This testimony is often compared with Cicero’s indictment of Gaius Verres, the cruel and rapacious propraetor of Sicily, to show how far the standard of public morality had deteriorated in the course of only two or three generations; but if, as is sometimes said, the case of Verres was extreme, it was hardly an exception. Even the austere Brutus, that “noblest Roman of them all,” the son-in-law of Cato and the great hero of the French revolutionary regicides, is said to have practiced usury on a grand scale at 48 percent and to have allowed his collectors to lock up some eminent Cypriots and to keep them without food and water in an effort to force payment of the arrears of interest on a municipal loan to Salamis. Even that strongest of Roman institutions, the family, was weakened by the general moral decay, especially among the aristocracy. The older form of marriage with manus, whereby the bride became subject to the patria potestas of her husband, had fallen into disuse; women now controlled their own property, engaged in litigation, dabbled in political affairs, cultivated celebrities, and in general behaved like the emancipated women of our time. One, Hortensia, daughter of the famous orator, made a speech in the forum, successfully opposing a proposal to tax her wealth. The notorious Clodia, sister of Clodius and his match in profligacy, paramour for a time of the unhappy Catullus, is said along with Sempronia, the wife of Decimus Brutus, to have been deeply involved in the conspiracy of Catiline. In all ages, including our own, patronizing subversives and revolutionaries seems to have been a diversion of the fast sets.

What it all amounted to was the loss of the mos majorem, or the authority of tradition and custom which provide the cohesive force in every society. In custom, Pascal tells us, resides the whole of equity.

Custom creates equity, for the sole reason that it is a thing accepted; that is the mystical basis of its authority. To take it back to first principles is to destroy it.
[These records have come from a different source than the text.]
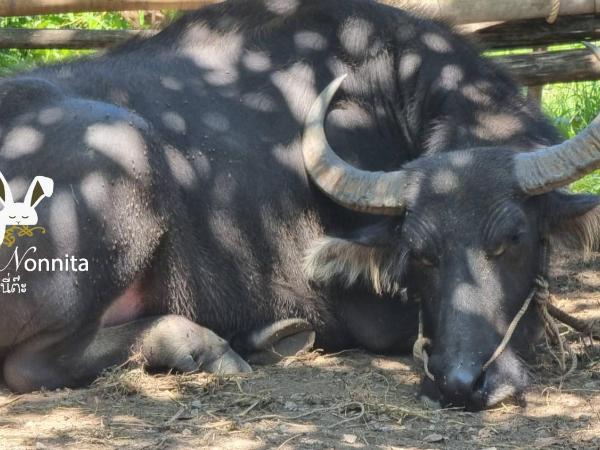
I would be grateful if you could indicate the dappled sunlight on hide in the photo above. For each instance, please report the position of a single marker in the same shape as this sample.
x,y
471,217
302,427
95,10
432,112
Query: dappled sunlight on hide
x,y
256,61
450,77
297,86
51,116
64,224
171,83
282,7
356,35
21,141
174,122
310,40
259,101
410,63
94,189
216,121
504,126
436,43
219,61
445,182
122,144
181,169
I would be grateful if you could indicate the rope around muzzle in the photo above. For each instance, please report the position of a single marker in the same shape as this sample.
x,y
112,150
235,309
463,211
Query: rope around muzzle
x,y
549,314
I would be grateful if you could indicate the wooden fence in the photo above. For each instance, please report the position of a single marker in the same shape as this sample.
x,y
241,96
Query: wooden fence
x,y
517,24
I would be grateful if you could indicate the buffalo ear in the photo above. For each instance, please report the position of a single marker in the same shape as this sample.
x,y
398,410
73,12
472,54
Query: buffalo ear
x,y
40,187
369,256
574,220
5,193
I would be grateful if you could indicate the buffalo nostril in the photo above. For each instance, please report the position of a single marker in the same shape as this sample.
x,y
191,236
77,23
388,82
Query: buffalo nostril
x,y
458,385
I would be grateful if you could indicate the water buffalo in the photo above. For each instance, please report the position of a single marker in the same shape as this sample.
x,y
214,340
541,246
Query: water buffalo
x,y
210,209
Nothing is so faulty as the laws which correct faults. . . . The art of willful opposition and of revolution is the shaking of established customs, exploring them to their Source in order to bring to light their want of authority and justice. . . . It is a game leading straight to ruin; for nothing will be found just on balance. Yet the people lend a ready ear to such talk. They shake off the yoke as soon as they are aware of it, and the great profit by their collapse as by that of these curious critics of established customs.

What he seems to be saying here is that where custom prevails there is no need of coercion, and where coercion is absent there is freedom in the only sense in which freedom is possible.